O novo regime teocrático iraniano rompeu relações com Israel, adotando uma ideologia antissionista baseada na visão de Israel como inimigo

Por Antonio Henrique Lucena Silva Publicado em 24/06/2025 às 18:29

A relação entre Israel e o Irã teve seus altos e baixos ao longo da história. Inicialmente, os dois países colaboraram com base em interesses comuns durante a era do xá Mohammad Reza Pahlavi, dentro da chamada "Doutrina da Periferia" de Israel, que buscava aliados não árabes para contrabalançar a hostilidade aberta dos países árabes no Oriente Médio. Essa relação era pragmática, centrada na cooperação energética, militar e de inteligência — como exemplificado pelo projeto do oleoduto Eilat-Ashkelon e pelo “Project Flower”.

A Revolução Islâmica de 1979 mudou drasticamente essa dinâmica. O novo regime teocrático iraniano rompeu relações com Israel, adotando uma ideologia antissionista baseada na visão de Israel como inimigo religioso e político. Nos anos 1990 e 2000, a rivalidade assumiu a forma do que se chamou de “guerra nas sombras”. O Irã promoveu o “Eixo da Resistência”, apoiando grupos como o Hezbollah — já na década de 1980, durante a Guerra Civil Libanesa (1975–1990) — e, posteriormente, o Hamas, a fim de atacar Tel-Aviv de forma indireta.

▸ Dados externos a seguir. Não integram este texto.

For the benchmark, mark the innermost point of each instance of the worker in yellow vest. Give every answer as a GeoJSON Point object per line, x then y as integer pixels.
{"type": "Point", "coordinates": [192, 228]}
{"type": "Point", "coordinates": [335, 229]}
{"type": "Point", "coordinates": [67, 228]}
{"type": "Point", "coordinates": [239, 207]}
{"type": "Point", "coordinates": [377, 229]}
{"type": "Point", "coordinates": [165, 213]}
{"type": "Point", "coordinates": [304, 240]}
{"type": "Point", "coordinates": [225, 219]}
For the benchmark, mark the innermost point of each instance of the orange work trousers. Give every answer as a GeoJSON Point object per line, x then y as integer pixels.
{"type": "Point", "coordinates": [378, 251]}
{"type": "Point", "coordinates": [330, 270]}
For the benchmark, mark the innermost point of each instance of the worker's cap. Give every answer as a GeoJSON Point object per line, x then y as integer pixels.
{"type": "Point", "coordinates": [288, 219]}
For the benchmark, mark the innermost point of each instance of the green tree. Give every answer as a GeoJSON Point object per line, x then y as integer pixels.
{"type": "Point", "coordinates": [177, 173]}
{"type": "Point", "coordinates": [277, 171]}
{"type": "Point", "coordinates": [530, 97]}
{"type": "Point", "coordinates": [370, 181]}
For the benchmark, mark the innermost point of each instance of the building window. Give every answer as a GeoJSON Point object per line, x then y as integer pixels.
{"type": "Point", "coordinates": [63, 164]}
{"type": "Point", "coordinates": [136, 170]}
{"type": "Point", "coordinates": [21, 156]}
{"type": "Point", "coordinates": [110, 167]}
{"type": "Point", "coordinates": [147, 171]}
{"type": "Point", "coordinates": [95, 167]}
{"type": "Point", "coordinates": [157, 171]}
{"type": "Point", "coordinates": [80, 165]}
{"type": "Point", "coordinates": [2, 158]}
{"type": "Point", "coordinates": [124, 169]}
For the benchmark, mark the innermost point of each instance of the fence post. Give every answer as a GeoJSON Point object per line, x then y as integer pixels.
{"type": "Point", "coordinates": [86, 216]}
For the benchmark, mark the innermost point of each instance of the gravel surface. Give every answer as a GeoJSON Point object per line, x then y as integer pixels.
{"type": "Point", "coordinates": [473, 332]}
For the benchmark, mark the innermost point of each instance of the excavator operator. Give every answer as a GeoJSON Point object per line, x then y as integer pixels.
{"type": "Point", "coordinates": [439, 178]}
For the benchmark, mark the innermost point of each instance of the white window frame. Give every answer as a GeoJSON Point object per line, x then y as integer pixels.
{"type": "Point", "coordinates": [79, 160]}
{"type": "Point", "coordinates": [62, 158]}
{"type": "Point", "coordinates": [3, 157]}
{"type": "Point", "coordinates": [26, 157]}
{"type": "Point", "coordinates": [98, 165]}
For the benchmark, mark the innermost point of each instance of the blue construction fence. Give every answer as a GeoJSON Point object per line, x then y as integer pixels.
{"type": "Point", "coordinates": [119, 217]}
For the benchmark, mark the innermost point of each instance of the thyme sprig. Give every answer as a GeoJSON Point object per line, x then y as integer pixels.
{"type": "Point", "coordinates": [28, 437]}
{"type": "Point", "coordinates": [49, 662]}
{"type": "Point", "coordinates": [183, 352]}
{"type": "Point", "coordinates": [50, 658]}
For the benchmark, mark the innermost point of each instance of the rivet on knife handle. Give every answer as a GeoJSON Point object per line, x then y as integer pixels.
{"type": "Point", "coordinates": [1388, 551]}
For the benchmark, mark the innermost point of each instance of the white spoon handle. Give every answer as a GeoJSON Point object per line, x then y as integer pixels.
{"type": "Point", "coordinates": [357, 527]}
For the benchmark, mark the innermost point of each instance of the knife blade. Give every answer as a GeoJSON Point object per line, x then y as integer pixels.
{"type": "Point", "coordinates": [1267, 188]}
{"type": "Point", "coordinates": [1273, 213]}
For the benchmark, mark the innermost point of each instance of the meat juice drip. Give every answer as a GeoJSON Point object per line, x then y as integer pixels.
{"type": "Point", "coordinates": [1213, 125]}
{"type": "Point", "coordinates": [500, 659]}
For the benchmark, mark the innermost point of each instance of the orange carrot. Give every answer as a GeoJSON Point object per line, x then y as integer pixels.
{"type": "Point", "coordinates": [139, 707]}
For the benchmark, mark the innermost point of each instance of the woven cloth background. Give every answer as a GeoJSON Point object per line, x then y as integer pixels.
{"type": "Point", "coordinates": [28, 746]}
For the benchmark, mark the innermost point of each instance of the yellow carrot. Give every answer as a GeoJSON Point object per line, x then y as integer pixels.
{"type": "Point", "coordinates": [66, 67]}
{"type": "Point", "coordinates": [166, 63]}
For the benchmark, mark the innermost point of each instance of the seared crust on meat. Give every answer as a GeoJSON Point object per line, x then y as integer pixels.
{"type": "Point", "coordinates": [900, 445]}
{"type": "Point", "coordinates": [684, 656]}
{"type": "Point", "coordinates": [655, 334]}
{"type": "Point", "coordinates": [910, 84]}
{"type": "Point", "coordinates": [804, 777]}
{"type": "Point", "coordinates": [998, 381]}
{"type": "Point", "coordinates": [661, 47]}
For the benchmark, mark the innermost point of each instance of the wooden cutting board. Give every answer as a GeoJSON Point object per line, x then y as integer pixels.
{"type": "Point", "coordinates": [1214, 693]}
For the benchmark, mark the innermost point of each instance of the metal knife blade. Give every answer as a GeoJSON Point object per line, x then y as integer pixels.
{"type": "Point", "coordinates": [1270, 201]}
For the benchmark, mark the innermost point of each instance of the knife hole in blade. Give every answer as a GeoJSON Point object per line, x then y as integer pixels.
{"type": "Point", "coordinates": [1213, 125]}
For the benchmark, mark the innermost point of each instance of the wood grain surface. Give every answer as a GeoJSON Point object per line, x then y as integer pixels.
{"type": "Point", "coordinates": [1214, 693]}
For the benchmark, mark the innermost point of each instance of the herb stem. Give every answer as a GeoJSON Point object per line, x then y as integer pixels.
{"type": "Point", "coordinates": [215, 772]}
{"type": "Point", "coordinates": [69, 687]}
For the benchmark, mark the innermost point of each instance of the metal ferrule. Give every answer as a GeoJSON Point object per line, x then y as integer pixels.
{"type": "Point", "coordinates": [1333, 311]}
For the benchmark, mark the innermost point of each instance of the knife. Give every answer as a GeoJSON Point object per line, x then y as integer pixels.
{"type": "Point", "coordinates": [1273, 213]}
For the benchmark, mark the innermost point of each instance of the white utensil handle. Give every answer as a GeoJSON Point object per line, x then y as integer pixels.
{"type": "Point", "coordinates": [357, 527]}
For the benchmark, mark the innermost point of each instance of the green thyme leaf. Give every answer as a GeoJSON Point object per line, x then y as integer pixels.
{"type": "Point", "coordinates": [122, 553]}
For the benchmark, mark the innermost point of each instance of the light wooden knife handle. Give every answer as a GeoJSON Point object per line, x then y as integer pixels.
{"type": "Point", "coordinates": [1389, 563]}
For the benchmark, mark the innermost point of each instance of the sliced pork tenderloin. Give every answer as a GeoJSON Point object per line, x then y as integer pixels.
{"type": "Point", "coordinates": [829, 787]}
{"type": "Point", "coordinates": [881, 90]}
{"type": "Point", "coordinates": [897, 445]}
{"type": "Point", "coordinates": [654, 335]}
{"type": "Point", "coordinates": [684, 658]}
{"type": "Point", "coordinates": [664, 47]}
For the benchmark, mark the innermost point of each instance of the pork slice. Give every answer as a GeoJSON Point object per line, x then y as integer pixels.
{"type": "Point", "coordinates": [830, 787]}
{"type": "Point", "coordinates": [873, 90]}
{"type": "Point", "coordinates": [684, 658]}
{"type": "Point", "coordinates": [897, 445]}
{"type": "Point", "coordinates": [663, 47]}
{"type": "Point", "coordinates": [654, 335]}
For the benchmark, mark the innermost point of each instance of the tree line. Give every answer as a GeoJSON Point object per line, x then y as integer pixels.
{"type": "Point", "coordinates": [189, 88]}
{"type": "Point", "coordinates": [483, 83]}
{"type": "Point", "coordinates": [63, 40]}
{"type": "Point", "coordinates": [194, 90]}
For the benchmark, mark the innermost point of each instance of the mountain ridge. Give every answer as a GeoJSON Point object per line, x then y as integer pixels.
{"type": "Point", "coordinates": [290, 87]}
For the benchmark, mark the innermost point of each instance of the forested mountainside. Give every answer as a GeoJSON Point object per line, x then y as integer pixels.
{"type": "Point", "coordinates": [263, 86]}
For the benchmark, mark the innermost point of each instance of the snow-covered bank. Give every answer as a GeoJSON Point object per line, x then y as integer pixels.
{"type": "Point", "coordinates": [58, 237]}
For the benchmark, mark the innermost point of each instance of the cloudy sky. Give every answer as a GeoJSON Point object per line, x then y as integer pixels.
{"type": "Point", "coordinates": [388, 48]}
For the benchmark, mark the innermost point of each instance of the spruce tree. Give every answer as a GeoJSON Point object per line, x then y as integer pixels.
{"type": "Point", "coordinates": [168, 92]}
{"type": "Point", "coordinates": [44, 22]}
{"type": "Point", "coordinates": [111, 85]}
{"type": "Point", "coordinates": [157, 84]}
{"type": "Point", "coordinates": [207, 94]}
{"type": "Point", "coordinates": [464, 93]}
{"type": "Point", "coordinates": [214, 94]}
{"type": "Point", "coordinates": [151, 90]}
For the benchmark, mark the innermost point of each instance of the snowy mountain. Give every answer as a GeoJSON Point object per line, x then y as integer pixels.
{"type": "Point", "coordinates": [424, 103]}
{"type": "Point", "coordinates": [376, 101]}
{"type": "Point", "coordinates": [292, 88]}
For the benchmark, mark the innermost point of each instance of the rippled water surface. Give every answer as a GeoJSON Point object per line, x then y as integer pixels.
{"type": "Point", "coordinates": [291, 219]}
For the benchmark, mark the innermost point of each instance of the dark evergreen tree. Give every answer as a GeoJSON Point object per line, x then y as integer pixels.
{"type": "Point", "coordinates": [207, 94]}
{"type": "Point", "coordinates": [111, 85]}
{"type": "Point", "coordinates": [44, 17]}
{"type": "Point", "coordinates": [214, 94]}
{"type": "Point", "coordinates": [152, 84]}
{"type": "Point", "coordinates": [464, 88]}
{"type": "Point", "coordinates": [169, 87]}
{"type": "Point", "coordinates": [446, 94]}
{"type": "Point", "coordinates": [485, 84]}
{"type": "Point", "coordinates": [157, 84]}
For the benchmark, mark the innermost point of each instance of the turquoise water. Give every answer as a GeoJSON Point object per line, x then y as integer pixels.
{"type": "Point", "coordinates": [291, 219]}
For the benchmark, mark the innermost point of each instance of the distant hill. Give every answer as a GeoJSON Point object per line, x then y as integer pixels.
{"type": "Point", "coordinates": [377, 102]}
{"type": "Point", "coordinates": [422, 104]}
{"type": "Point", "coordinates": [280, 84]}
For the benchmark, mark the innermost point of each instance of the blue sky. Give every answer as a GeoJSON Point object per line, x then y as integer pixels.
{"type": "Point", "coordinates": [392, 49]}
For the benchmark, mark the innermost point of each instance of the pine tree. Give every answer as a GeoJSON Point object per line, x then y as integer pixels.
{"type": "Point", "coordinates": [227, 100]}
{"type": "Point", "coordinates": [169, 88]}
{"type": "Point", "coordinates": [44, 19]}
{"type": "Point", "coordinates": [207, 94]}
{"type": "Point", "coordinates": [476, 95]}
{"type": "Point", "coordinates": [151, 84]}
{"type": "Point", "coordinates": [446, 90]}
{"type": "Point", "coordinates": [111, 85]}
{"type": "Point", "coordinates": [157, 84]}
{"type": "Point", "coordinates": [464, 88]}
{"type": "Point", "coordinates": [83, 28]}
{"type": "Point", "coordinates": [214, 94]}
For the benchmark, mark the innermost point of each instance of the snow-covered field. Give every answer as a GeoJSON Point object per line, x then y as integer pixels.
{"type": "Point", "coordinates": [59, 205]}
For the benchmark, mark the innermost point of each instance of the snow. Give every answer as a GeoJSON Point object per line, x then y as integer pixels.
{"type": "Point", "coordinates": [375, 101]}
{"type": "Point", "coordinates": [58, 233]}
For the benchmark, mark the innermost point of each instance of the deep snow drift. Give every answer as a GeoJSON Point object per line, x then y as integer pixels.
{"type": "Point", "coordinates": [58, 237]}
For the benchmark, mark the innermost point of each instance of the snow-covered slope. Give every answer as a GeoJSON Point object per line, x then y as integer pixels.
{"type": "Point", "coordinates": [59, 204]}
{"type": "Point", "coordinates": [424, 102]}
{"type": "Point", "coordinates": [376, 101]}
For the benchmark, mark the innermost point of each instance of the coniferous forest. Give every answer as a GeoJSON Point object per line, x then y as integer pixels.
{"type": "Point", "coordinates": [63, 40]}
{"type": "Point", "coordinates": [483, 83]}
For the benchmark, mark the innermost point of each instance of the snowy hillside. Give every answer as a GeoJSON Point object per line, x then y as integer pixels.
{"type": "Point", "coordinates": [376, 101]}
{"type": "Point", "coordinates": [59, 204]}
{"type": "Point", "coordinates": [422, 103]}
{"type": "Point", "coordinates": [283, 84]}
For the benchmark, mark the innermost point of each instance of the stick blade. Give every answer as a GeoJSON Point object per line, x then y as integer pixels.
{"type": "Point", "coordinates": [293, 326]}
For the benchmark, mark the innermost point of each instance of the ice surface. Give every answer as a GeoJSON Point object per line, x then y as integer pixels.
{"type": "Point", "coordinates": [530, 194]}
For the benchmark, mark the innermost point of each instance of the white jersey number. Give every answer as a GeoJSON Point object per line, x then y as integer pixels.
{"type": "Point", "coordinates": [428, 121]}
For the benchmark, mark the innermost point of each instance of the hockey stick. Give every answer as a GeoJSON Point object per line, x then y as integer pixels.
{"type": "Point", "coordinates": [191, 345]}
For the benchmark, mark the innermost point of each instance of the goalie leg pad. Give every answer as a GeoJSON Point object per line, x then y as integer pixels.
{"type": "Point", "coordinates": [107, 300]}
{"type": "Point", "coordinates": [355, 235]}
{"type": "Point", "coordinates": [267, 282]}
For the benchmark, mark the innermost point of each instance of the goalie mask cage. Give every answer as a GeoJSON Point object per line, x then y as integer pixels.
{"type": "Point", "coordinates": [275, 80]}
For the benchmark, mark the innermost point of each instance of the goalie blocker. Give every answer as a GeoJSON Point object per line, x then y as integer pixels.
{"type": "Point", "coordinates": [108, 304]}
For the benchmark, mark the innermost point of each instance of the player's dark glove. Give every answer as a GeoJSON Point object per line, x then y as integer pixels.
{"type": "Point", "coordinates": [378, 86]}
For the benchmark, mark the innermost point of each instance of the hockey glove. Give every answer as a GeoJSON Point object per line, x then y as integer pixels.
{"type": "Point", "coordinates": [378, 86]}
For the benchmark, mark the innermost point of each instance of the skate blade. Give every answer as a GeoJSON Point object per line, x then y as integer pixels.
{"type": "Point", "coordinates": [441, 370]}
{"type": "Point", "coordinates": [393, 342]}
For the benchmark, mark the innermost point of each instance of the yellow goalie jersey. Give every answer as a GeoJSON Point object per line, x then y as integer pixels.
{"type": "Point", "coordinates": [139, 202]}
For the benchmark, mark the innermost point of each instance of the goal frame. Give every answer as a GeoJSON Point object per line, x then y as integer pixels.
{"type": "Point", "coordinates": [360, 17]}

Esses grupos funcionaram como proxies — ou seja, procuradores — na guerra de Teerã contra Israel.

Paralelamente, a República Islâmica do Irã buscou aprimorar suas forças armadas e seu setor nuclear, mesmo sob sanções internacionais. Teerã passou a desenvolver, sob a supervisão do Corpo da Guarda Revolucionária Islâmica (IRGC), um amplo programa de mísseis balísticos, considerado o maior da região.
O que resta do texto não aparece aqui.